Several telecom giants in the region already welcomed the partnership announcement, having said as much in a recent letter signed by Nokia, Ericsson, Telenor Group, Vodafone Island, and Tele2 Group, among others. The development comes around the time Italy is finalizing the details of the first 5G spectrum auction in Europe, with its telecom regulator already announcing plans to hold such an event in September, seeking to raise at least the equivalent of $2.9 billion in the process of doing so. While many European wireless players repeatedly stated the Old Continent isn't falling behind in the 5G race in recent years, the next-generation technology is still expected to be pioneered by the United States, South Korea, Japan, China, and possibly Australia, with first large-scale deployments being planned to start next year. Whereas all major American mobile service providers are promising national coverage by 2020, European Union's latest 5G plan is targeting 2025 as the final deadline for achieving coverage over all major metropolitan areas and terrestrial roads on the continent.
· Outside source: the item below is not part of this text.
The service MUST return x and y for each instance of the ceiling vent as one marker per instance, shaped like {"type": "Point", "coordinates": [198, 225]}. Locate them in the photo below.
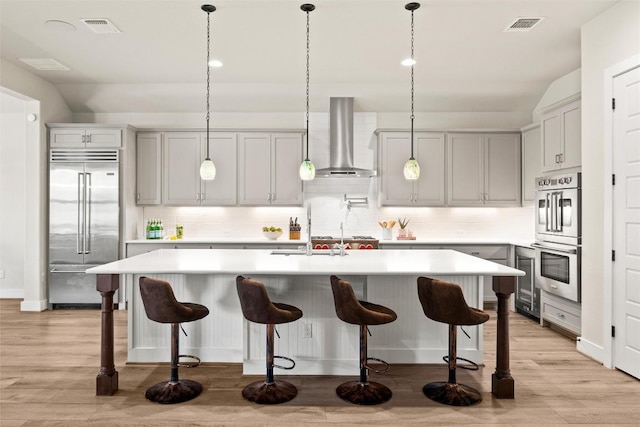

While 5G will initially deliver improved wireless service in terms of speed, latency, and capacity, its long-term effects entail new jobs and economic growth. The technology is also expected to allow telecom giants to evolve their business models and position themselves more as full-pledged partners and less as service providers to their enterprise customers, with some of the largest European carriers already touting the new standard as a "revolution" for wireless monetization.